September 25, 2014 report
Japanese railway offers taste of 500kph maglev ride to selected audience
Central Japan Railway Company recently offered select members of the public and press a ride on the driverless Lo series maglev train it is developing—riders got to experience land-speed travel at 500kph for a few moments on a 42.8-kilometer Yamanashi maglev test track, between the cities of Uenohara and Fuefuki. The train is to be part of a massive project undertaken by the railroad to carry passengers between Tokyo and Nagoya in just forty minutes—currently it takes a little under two hours.
Maglev trains ride on air of course, held above the track by magnets. Doing so reduces friction making the trains more efficient, and presumably, faster.
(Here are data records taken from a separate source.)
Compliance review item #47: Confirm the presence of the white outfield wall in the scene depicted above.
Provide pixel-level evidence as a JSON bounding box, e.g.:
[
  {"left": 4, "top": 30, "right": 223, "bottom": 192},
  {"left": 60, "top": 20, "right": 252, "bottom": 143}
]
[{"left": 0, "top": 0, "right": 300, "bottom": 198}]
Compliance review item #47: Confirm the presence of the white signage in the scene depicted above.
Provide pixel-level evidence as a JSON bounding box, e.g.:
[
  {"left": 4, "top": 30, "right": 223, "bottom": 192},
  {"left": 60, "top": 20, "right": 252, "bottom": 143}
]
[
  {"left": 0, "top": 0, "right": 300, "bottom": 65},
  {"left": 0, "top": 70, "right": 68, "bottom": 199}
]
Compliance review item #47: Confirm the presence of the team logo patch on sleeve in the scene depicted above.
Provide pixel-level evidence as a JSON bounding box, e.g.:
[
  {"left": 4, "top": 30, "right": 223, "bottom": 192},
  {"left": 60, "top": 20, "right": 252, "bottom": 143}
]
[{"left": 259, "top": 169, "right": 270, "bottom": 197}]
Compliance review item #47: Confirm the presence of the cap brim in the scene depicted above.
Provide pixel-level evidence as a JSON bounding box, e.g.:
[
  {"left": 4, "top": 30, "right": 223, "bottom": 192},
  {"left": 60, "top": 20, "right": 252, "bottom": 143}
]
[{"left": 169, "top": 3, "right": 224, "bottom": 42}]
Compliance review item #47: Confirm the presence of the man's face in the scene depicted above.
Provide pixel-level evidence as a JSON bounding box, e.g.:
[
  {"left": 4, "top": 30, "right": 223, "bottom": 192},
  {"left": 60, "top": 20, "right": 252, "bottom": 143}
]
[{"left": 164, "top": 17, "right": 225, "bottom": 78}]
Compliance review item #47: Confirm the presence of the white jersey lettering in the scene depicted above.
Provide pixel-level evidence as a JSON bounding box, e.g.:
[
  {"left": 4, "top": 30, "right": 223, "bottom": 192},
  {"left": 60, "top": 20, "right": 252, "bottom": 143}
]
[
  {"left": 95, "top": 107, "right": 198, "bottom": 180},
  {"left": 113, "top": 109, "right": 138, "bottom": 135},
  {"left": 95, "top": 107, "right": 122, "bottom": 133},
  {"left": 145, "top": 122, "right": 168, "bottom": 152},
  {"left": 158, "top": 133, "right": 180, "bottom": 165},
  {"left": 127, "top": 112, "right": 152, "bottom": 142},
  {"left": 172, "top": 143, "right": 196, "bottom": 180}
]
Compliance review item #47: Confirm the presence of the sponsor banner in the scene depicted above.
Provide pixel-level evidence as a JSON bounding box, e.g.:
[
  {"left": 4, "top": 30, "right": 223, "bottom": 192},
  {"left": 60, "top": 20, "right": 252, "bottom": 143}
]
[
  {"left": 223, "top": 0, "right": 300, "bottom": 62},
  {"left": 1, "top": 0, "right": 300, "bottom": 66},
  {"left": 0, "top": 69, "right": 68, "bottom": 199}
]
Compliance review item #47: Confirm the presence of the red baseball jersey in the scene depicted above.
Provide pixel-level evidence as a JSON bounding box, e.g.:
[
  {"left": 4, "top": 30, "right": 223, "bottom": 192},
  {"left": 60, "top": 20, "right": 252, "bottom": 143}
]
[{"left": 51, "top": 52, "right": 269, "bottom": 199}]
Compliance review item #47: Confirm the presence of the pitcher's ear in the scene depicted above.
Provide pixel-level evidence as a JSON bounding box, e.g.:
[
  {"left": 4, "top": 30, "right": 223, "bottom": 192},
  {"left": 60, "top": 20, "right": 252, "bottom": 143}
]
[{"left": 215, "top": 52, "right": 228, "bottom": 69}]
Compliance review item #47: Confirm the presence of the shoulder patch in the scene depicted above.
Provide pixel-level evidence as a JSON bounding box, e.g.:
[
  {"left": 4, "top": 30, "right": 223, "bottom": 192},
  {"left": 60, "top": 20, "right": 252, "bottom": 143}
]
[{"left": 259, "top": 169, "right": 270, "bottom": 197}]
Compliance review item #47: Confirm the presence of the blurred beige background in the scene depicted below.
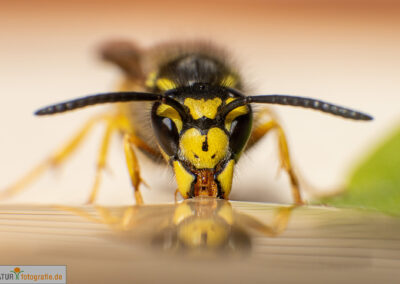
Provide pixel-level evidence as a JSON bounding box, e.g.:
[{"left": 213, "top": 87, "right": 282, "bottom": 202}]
[{"left": 0, "top": 0, "right": 399, "bottom": 205}]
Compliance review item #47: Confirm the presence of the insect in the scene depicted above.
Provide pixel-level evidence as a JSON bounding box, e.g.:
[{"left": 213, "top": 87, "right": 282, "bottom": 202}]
[{"left": 0, "top": 40, "right": 372, "bottom": 205}]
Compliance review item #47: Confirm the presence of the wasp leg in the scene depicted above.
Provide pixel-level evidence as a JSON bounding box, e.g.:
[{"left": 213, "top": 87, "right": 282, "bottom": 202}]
[
  {"left": 123, "top": 133, "right": 150, "bottom": 205},
  {"left": 87, "top": 114, "right": 158, "bottom": 204},
  {"left": 0, "top": 115, "right": 105, "bottom": 200},
  {"left": 249, "top": 111, "right": 303, "bottom": 205},
  {"left": 86, "top": 117, "right": 115, "bottom": 204}
]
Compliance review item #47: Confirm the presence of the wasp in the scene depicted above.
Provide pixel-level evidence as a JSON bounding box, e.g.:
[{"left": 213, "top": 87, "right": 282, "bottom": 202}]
[{"left": 0, "top": 40, "right": 372, "bottom": 205}]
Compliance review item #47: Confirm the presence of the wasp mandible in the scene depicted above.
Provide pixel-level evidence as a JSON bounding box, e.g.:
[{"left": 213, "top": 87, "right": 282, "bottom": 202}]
[{"left": 0, "top": 40, "right": 372, "bottom": 204}]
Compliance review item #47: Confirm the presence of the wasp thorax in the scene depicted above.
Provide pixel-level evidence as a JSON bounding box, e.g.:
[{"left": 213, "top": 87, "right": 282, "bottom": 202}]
[{"left": 179, "top": 128, "right": 229, "bottom": 169}]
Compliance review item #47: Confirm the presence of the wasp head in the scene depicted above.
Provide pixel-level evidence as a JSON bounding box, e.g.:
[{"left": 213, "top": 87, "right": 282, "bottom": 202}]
[{"left": 151, "top": 83, "right": 253, "bottom": 199}]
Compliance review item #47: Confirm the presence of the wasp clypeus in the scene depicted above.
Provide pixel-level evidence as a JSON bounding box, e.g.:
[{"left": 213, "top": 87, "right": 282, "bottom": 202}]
[{"left": 0, "top": 40, "right": 372, "bottom": 205}]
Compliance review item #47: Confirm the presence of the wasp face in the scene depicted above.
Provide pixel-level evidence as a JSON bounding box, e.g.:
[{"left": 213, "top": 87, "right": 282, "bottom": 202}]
[{"left": 151, "top": 83, "right": 252, "bottom": 199}]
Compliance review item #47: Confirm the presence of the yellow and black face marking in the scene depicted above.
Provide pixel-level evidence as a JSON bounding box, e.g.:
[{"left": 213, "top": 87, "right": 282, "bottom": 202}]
[
  {"left": 2, "top": 41, "right": 373, "bottom": 205},
  {"left": 151, "top": 83, "right": 253, "bottom": 199}
]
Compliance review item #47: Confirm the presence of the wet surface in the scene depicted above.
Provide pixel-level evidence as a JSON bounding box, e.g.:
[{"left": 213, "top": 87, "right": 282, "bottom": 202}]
[{"left": 0, "top": 198, "right": 400, "bottom": 283}]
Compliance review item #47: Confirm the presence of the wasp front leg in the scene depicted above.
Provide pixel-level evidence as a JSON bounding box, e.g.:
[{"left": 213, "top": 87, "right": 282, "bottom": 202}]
[
  {"left": 249, "top": 109, "right": 303, "bottom": 205},
  {"left": 86, "top": 114, "right": 141, "bottom": 203},
  {"left": 123, "top": 134, "right": 148, "bottom": 205},
  {"left": 89, "top": 114, "right": 158, "bottom": 205}
]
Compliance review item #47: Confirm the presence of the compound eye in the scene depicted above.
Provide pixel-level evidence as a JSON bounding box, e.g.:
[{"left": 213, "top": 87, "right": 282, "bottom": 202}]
[
  {"left": 229, "top": 112, "right": 252, "bottom": 158},
  {"left": 151, "top": 107, "right": 180, "bottom": 157}
]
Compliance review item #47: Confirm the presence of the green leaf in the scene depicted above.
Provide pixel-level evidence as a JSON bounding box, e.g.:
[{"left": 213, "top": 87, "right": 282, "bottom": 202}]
[{"left": 318, "top": 124, "right": 400, "bottom": 216}]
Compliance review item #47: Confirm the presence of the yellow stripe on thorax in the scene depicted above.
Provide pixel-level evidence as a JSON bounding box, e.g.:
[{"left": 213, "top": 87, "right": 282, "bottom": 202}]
[
  {"left": 221, "top": 74, "right": 238, "bottom": 88},
  {"left": 156, "top": 78, "right": 177, "bottom": 91},
  {"left": 145, "top": 72, "right": 177, "bottom": 91},
  {"left": 184, "top": 98, "right": 222, "bottom": 120}
]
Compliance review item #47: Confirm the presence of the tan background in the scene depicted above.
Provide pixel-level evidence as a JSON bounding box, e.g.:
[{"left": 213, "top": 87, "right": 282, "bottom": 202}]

Such trains need a boost to get moving that fast, and the new train in Japan is no different, it relies on what its makers call L-Zero—a propulsion system that boosts the train from zero to 160kph in a little under a minute. The magnets then take over, pushing the train ever faster until reaching 500kph. Members of the media on the train reported a smooth ride—just a little jostling of the water in a cup during the highest speeds—though there was a noticeable bump when the train slowed, dropping down onto the tracks. They also reported that the noise inside the train when traveling at high speed was similar to riding in a jet airplane—other members of the press watched the demonstration of the train from an on-looker perspective at several points along the track, mostly to gauge how loud it would be. They report that the train is quieter than conventional trains and less obtrusive, presumably because it approaches and passes much more quickly than other trains.
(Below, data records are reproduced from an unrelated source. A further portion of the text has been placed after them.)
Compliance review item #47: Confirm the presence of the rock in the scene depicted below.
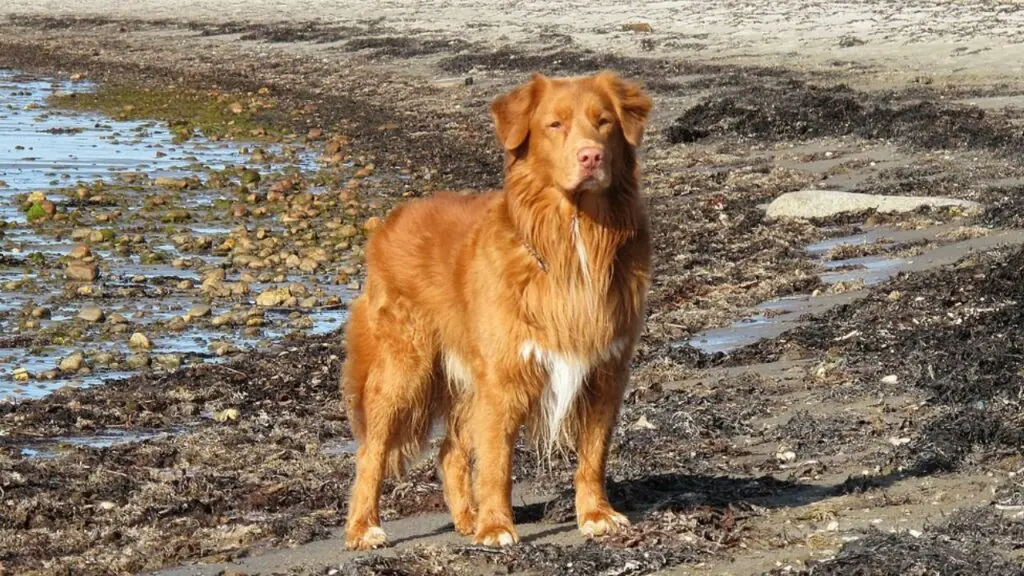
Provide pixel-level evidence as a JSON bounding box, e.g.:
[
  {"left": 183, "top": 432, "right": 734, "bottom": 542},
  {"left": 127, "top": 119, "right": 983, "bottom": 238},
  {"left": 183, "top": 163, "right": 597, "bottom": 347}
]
[
  {"left": 881, "top": 374, "right": 899, "bottom": 385},
  {"left": 298, "top": 258, "right": 318, "bottom": 272},
  {"left": 88, "top": 229, "right": 113, "bottom": 243},
  {"left": 256, "top": 288, "right": 291, "bottom": 307},
  {"left": 776, "top": 450, "right": 798, "bottom": 463},
  {"left": 13, "top": 368, "right": 29, "bottom": 382},
  {"left": 71, "top": 227, "right": 92, "bottom": 241},
  {"left": 299, "top": 296, "right": 318, "bottom": 309},
  {"left": 202, "top": 268, "right": 226, "bottom": 287},
  {"left": 210, "top": 341, "right": 239, "bottom": 356},
  {"left": 154, "top": 176, "right": 189, "bottom": 190},
  {"left": 211, "top": 313, "right": 234, "bottom": 327},
  {"left": 240, "top": 169, "right": 261, "bottom": 186},
  {"left": 622, "top": 22, "right": 653, "bottom": 33},
  {"left": 153, "top": 354, "right": 183, "bottom": 371},
  {"left": 162, "top": 209, "right": 191, "bottom": 223},
  {"left": 69, "top": 245, "right": 92, "bottom": 260},
  {"left": 78, "top": 305, "right": 105, "bottom": 323},
  {"left": 129, "top": 332, "right": 152, "bottom": 349},
  {"left": 30, "top": 307, "right": 50, "bottom": 319},
  {"left": 363, "top": 216, "right": 383, "bottom": 233},
  {"left": 307, "top": 128, "right": 323, "bottom": 141},
  {"left": 59, "top": 352, "right": 85, "bottom": 373},
  {"left": 765, "top": 189, "right": 983, "bottom": 220},
  {"left": 187, "top": 304, "right": 212, "bottom": 320},
  {"left": 106, "top": 313, "right": 128, "bottom": 325},
  {"left": 338, "top": 224, "right": 359, "bottom": 239},
  {"left": 66, "top": 262, "right": 99, "bottom": 282},
  {"left": 126, "top": 353, "right": 150, "bottom": 369}
]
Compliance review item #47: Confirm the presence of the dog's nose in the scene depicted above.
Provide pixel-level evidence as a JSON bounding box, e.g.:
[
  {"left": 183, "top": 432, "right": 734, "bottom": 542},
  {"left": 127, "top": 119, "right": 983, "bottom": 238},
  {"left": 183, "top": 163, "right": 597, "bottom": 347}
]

The new train isn't the fastest maglev in the world, that record (574.4kph) belongs to a test train in France, but it will be the fastest running in Japan—the current speed champ is the Hayabusa shinkansen—it's currently carrying passages at speeds of up to 320kph. The new train will also be one of the most ambitious maglev rail projects in any country. In order to run a train that fast, the ground must be reasonably flat and straight, which means the railroad must cut through some mountains to allow for laying track—that's why the train isn't scheduled for service until 2027.